Over the past two years, the Cofan have been battling an influx of gold mining operations along the Aguarico river, upstream from Sinangoe, within their territory and the national park. The community had reported these activities and its dire environmental impacts to the Ministry of Environment several times, but these complaints all went ignored, members of the Cofan say.
That's when the community approached Ceibo Alliance, which, in 2017, helped the Cofan create their own bylaw that warns miners and other trespassers to stay out of their territory. For the most part, this move brought the illegal mining to a halt—for a while.
But in 2018, the mining threat resurged, as miners gained legal concessions and stepped up their operations with bigger machinery and more voluminous toxins, such as the cyanide they use to separate gold from sand. These miners received permits from the Ministry of Mining, but never underwent a proper consultation process with the community, which is required by both national and international law, according to the community's lawyers. With the help of Amazon Frontlines and the Ecuadorian Ombudsman, the Cofan decided to sue four government bodies and associations (the Ministry of Mining, the Ministry of Environment, the Mining Regulation and Control Agency, and Ecuador's National Water Secretariat) for allowing the operations to continue, and for not applying sanctions.

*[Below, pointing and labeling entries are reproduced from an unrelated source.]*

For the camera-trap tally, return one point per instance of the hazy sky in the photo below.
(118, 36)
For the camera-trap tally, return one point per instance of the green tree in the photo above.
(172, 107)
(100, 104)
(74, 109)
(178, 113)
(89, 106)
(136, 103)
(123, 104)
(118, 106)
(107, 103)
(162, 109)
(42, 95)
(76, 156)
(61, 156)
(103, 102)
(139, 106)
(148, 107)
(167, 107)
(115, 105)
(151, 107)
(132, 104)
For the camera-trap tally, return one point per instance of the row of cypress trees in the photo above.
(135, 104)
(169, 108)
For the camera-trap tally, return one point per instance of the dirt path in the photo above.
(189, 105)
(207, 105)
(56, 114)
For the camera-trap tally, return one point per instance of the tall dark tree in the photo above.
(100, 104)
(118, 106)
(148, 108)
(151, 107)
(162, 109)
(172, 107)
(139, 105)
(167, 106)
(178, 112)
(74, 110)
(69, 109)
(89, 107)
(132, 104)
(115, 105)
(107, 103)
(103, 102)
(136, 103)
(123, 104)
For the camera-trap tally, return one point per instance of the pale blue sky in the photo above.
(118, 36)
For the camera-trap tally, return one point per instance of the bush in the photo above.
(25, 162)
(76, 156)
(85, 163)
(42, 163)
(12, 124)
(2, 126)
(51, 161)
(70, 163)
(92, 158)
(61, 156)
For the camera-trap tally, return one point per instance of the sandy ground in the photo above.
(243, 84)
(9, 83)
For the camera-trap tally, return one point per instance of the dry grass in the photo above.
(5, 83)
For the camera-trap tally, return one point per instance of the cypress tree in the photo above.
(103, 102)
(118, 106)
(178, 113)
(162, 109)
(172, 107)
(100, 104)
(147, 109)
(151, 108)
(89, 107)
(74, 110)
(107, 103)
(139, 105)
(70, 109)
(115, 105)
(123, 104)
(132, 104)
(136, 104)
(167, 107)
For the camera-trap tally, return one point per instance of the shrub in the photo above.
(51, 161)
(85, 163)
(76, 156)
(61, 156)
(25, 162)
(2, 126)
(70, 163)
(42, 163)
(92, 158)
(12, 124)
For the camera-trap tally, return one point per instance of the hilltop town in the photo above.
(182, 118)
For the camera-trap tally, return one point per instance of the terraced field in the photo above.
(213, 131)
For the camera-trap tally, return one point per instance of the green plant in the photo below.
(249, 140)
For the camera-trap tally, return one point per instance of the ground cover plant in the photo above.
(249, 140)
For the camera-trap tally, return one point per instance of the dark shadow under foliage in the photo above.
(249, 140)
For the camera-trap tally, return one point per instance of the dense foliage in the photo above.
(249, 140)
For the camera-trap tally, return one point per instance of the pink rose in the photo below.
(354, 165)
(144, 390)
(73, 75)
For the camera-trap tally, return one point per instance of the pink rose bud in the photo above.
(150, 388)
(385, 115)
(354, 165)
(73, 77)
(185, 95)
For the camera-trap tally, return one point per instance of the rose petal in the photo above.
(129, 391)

Using their new monitoring technology, the Cofan collected enough evidence that these miners had been operating outside their concessions, destroying the riverbank and contaminating the water, to win the case. One regional judge initially ruled in favor of the community, saying that the government had violated their rights as well as the rights of nature. A provincial tribunal, from the province of Succumbios, extended that ruling on appeal and ordered that 52 mining concessions along the Aguarico river be canceled.
"On the legal side, it's so useful to have maps" and to work with GPS technology, Mainville says, adding it empowers communities to collect concrete information that can't be distorted or dismissed. "You can't really corrupt GPS," he says.
Today, the guardia continues to monitor their territory and make sure the courts' recent rulings are observed, but the Cofan remain equally focused on the mapping.
"Today, we feel stronger and more powerful and able to say that the Cofan are warriors. We won the trial. We beat the government," Lucitante says. "We're going to keep going."